Weitere Chancen zur Erhöhung des Umsatzes jenseits der Laufkundschaft könnten Zusatzleistungen/-angebote sein: z.B. Verkauf von Bio-Kaffee, Tee, regionalen Produkten usw. an Privatkunden oder an andere Cafés mit Lieferung, Catering mit Ausrichtung "Kaffeetafel", z.B. für Geburtstage, Hochzeiten, Jubiläen o.ä.
Bei diesen Angeboten könnten Sie z.B. an Eventagenturen oder Hochzeitsplaner herantreten, um Kooperationen zu schließen.
Die nächste Stellschraube ist die Senkung der Kosten.
Zu den größten Kostenblöcken gehören in der Gastronomie i.d.R. der Wareneinsatz, Personal und Raumkosten. Überprüfen Sie diese und versuchen Sie diese zu senken, wo möglich und sinnvoll. Wo und zu welchem Preis kaufen Sie die Waren ein? Verhandeln Sie mit den Lieferanten oder suchen Sie sich neue. Wie viel Personal ist tatsächlich nötig und ist die Vergütung angemessen? Können Sie Angestellte oder Aushilfen evtl. über Familienmitglieder oder Freunde ersetzen, die bereit sind, Sie zum "kleinen Preis" zu unterstützen!?
Ist die Höhe der Miete angemessen oder können Sie den Mietpreis reduzieren? Wie sieht es mit den Nebenkosten aus? Bei Heizung und Strom können Sie zu einem günstigeren Anbieter wechseln.
Welche weiteren Kosten können Sie senken oder ganz einsparen? Durchforsten Sie alle Rechnungen und Belege. Prüfen Sie Versicherungsverträge, Telefontarife, etc. - können Sie ggf. bislang eingekaufte Dienstleistungen selbst übernehmen - z.B. die Wäsche oder Reinigung!?

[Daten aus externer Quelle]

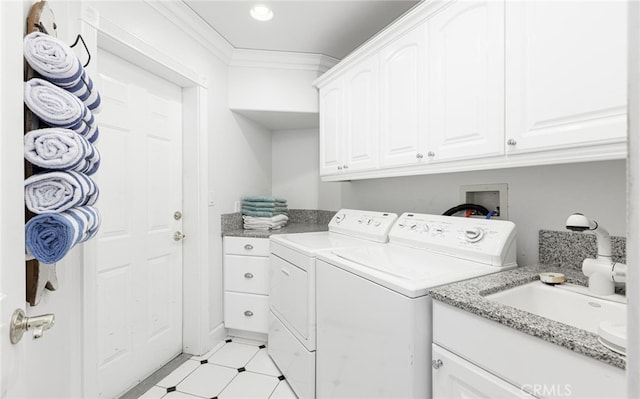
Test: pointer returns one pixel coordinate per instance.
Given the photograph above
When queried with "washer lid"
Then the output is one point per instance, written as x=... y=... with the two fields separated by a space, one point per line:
x=310 y=243
x=408 y=271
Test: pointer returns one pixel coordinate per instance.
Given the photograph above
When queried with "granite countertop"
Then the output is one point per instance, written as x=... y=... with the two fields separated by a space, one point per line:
x=469 y=296
x=288 y=229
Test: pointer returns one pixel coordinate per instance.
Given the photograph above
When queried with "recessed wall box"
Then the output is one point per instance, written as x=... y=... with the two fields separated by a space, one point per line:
x=491 y=196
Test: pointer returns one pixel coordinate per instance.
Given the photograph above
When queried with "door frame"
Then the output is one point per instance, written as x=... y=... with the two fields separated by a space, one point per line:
x=99 y=32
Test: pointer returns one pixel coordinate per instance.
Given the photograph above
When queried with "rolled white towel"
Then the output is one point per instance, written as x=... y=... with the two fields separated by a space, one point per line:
x=59 y=191
x=58 y=108
x=55 y=61
x=61 y=149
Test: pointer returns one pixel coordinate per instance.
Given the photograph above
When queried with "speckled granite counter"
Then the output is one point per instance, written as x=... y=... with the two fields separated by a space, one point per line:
x=300 y=221
x=469 y=295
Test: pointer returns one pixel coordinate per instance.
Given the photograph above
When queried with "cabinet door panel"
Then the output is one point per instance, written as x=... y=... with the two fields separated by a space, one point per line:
x=466 y=75
x=565 y=73
x=331 y=128
x=403 y=99
x=457 y=378
x=361 y=119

Wie Sie sehen, gibt es eine Vielzahl von Ansätzen, die die jetzige Situation durchweg verbessern können - aber SIE müssen aktiv werden!
Stellen Sie die "neuen" Kosten und Umsätze in einem konkreten Rentabilitätsplan zusammen, um zu überprüfen, ob das neue Konzept tragfähig ist. Vergessen Sie dabei nicht, dass dieses neue Konzept auch bekannt gemacht werden muss und dazu Werbe- und Marketingmaßnahmen nötig sind.
Besprechen Sie diesen Rentabilitätsplan auch z.B. mit Ihrem Steuerberater oder einem branchenkundigen Berater.
Letztlich ist es nicht auszuschließen, dass die Unternehmensstruktur nicht so gestaltet werden kann, um das Unternehmen als Haupttätigkeit fortzuführen - auch die Reduzierung der Tätigkeit auf eine Nebentätigkeit mit begrenzten Öffnungszeiten bei gleichzeitiger Aufnahme einer unselbständigen Arbeit könnte dann eine Lösung sein!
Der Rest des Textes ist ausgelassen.